By Jason Apuzzo. Most of the attention surrounding the re-release of Avatar in ‘special edition’ form has centered around the extended ‘alien sex scene’ – which is sounding pretty tame, frankly. [Having recently seen Piranha, of course, pretty much everything is seeming tame right now.] Buried, however, in an article today from The New York Post, is this tidbit from James Cameron about another scene that’s been put back in the film – a scene Cameron refers to as “the drums of war.”
• A scene Cameron calls “the drums of war,” which he hopes will clarify why the humans choose to wipe out the Na’vi. He compared it to America’s decision to invade Iraq. “We had to provoke Saddam to do something stupid, and it’s like that with the humans invading Pandora,” he said. “I felt when I was writing it that the Na’vi had to counter-react and do something that is called an atrocity that gave [humans] the moral right to go in and destroy and displace them.
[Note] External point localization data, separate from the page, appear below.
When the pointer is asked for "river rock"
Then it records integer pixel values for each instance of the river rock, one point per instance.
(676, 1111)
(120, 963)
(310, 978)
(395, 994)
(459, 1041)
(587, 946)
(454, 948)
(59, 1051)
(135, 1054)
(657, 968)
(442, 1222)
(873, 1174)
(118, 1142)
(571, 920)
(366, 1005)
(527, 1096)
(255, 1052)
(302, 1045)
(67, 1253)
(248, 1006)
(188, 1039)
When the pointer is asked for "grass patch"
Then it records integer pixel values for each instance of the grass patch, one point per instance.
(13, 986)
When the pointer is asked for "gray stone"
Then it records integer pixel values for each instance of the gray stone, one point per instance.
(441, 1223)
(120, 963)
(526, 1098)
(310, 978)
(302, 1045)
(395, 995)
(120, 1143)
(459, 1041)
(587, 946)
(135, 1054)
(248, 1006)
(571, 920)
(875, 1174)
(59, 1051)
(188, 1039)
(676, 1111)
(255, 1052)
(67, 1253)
The additional footage is pretty short, but it fulfills that purpose.”
So let me untangle this for you. Cameron’s ‘thinking’ more or less proceeds as follows:
• America invaded Iraq by ‘provoking’ Saddam into doing “something stupid.” What was that, exactly? Refusing to allow in weapons inspectors? How did we ‘provoke’ him to refuse weapons inspection?
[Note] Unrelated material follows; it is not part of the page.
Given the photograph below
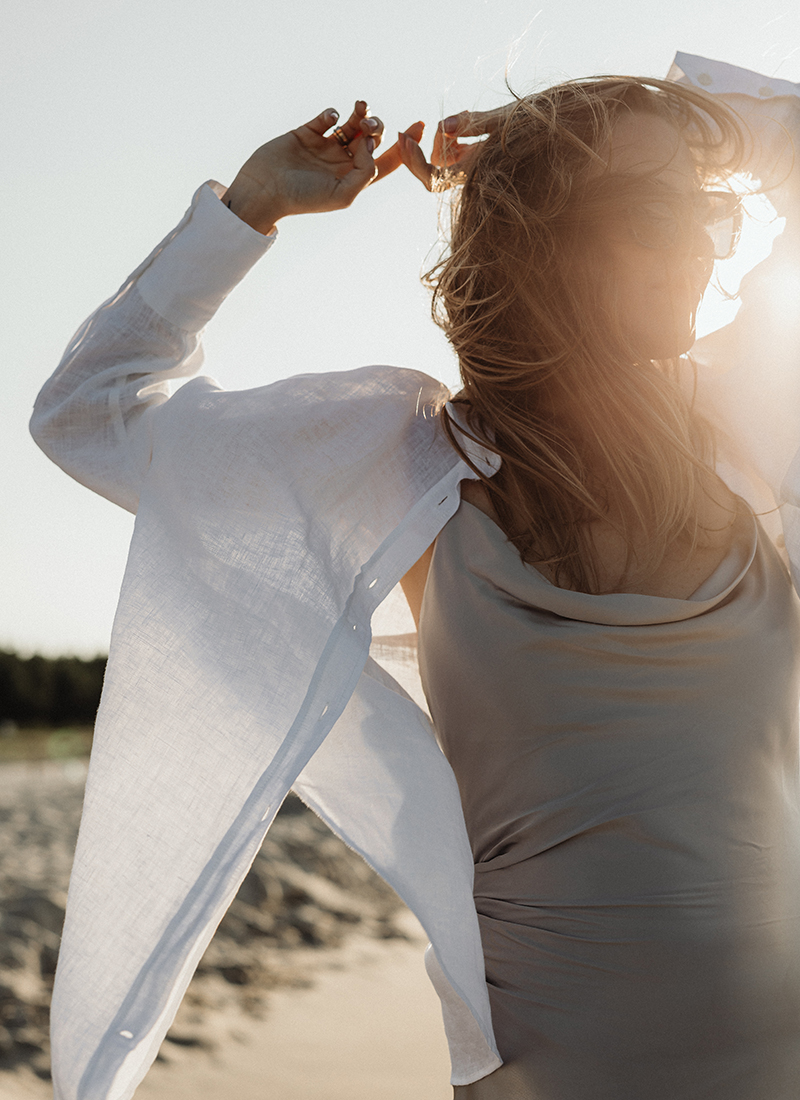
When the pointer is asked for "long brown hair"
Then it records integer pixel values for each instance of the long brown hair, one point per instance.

• In Avatar, the Na’vi are thus ‘provoked’ into committing something that is “called an atrocity.” So is it an “atrocity,” Mr. Cameron … or isn’t it? Does an atrocity become less of an atrocity if it’s provoked?
• The atrocity which isn’t actually an atrocity because it was provoked then becomes the pretext for the humans moving in and exploiting the Na’vi’s land. Or something.
Did you get that?
By the way, I’d like all the people out there who still aren’t sure whether Avatar is a political film to please raise your hands – so Mr. Cameron can hand you some free, prune-flavored suckers.
Incidentally, Cameron says today that an Avatar sequel may not arrive in theaters until 2014. What a relief.
Posted on August 23rd, 2010 at 12:51pm.
How typical and how lame of Cameron. As if his film wasn’t left-wing enough as it was, he has to add this junk in. BTW, who are these people who still think “Avatar” isn’t political?
These people do exist … in fact, I think they represent a large portion of the film’s audience. [Sigh.]
I now officially lump James Cameron into the same pile of steaming horse manure that’s occupied by Oliver Stone and Michael Moore. Please Lord Deliver Us!
In fact, I’d like to rant about Comrade Stone for a moment. I watched a documentary last night called John Ford Goes to War. Fascinating film about Ford’s documentation of the World War II. It had the usual interviews from folks like Peter Bogdanovich with the hideous exception of God Knows Why, Oliver Stone! He had the gall (more likely a cocaine backlash) to criticize Ford’s overt display of patriotism in his documentaries and said he’d confront Ford about! (I suppose Olivie is too stoned to realize that Ford is dead) If We had guys like him doing our documentaries in World War II, We probably be all singing the Horst Wessel Song today as our national athem!
I think the only reason Stone might’ve appeared is that he is a veteran himself, who volunteered for a lot of combat duty. So essentially he’s earned the right to make an ass of himself many times over … but it depresses me that so many people continue to give him platforms from which to do that.
Yes he did actually serve and in fact volunteered to go to Vietnam. I salute him for that and cannot salute folks like say George W Bush who used his daddy to get into the Air National Guard or have bodyguards provided by his daddy like Al “Toker” Gore did when he was a reporter for Stars N Strips in Vietnam. It’s modicum of redemption for a fairly despicable person that’s pushed the most negative view of America.
I hear you.
I love how leftists bleat for Saddam Hussein. The guy murdered a million of his own people, and the U.S. is the bad guy here … unreal.
So, according to James Cameron, the U.S. made Saddam gas Kurds, and build a giant nuclear weapons facility? Did we plant the 550 tons of yellow cake in Saddam’s facilities, too?
I’m not a huge fan of the war in Iraq, but its legalities can’t be disputed. Because leftists like Cameron push the same lies, you never really get into a constructive debate on an Iraq policy because you spend all the time swatting the misinformation like hitting at a batting cage — it’s the same line over and over again.
Just following Cameron’s line of thought is such a tortuous exercise. It’s really incredible.
Here’s an idea: let’s NOT pay to see “Smurf-ahontas” again.
“Smurfahontas.” That’s pretty good. Did you come up with that?